You can choose between:
ConstantConfig for static, unchanging settings.
DynamicConfig for runtime-adjustable settings that can be updated while processing.
Configuration options include:
MinItems: Minimum number of items to process in a batch.
MaxItems: Maximum number of items to process in a batch.
MinTime: Minimum time to wait before processing a batch.
MaxTime: Maximum time to wait before processing a batch.
The configuration is automatically adjusted to keep it consistent:
- If
MinItems > MaxItems, MaxItems will be set to MinItems.
- If
MinTime > MaxTime, MaxTime will be set to MinTime.
Example: Constant Configuration
config := batch.NewConstantConfig(&batch.ConfigValues{
MinItems: 10,
MaxItems: 100,
MinTime: 50 * time.Millisecond,
MaxTime: 500 * time.Millisecond,
})
batchProcessor := batch.New(config)
Error Handling
Errors can come from three sources:
- Source errors: Errors returned from
Source.Read().
- Processor errors: Errors returned from
Processor.Process().
- Item-specific errors: Errors set on individual
Item.Error fields.
All errors are reported through the error channel returned by the Go method.
Example error handling:
import (
"errors"
"github.com/MasterOfBinary/gobatch/batch"
)
go func() {
for err := range errs {
var srcErr *batch.SourceError
var procErr *batch.ProcessorError
switch {
case errors.As(err, &srcErr):
log.Printf("Source error: %v", srcErr.Unwrap())

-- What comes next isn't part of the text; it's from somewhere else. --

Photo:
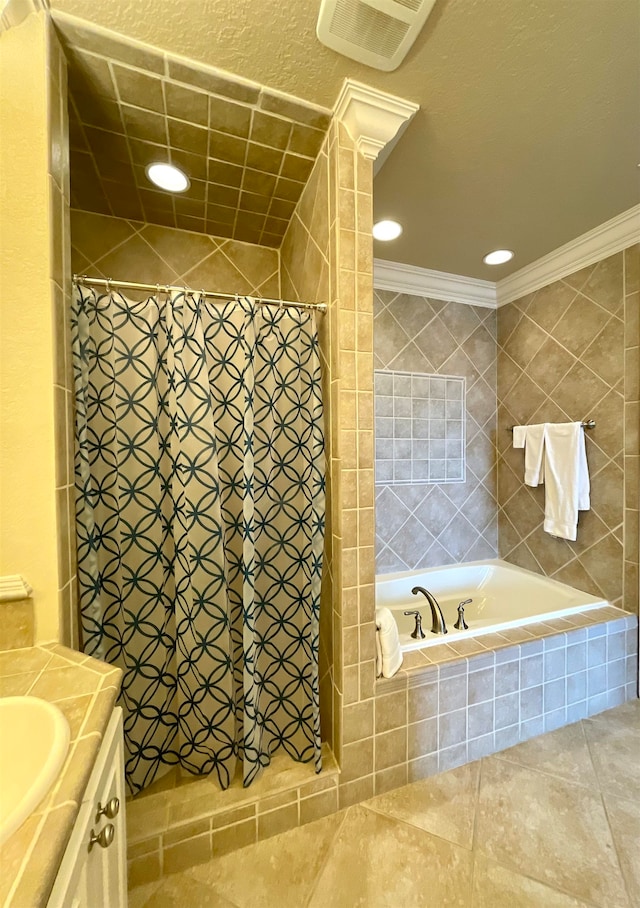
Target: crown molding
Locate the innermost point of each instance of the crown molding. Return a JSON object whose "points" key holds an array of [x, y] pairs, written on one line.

case errors.As(err, &procErr):
log.Printf("Processor error: %v", procErr.Unwrap())
default:
log.Printf("Error: %v", err)
}
}
}()
Or using helper functions:
// Collect all errors
errs := batch.CollectErrors(batchProcessor.Go(ctx, source, processor))
<-batchProcessor.Done()
// Or use the RunBatchAndWait helper
errs := batch.RunBatchAndWait(ctx, batchProcessor, source, processor)

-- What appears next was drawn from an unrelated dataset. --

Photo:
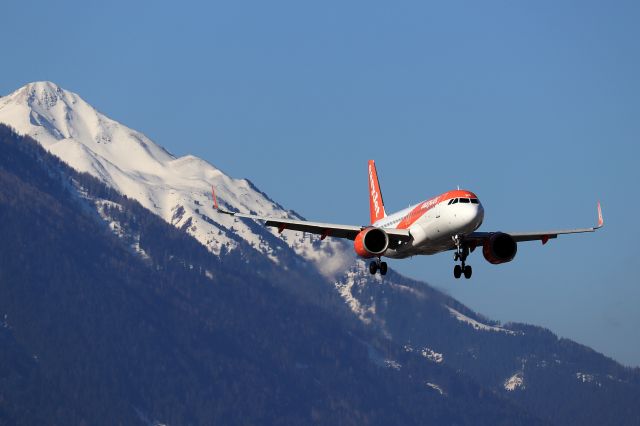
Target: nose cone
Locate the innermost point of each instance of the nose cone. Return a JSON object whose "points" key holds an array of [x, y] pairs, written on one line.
{"points": [[470, 216]]}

for _, err := range errs {
// Handle error
}
Documentation
See the pkg.go.dev docs for documentation
and examples.
Testing
Run tests with:
go test github.com/MasterOfBinary/gobatch/...
Contributing
Contributions are welcome! Feel free to submit a Pull Request.
License
This project is licensed under the MIT License - see the LICENSE file for details.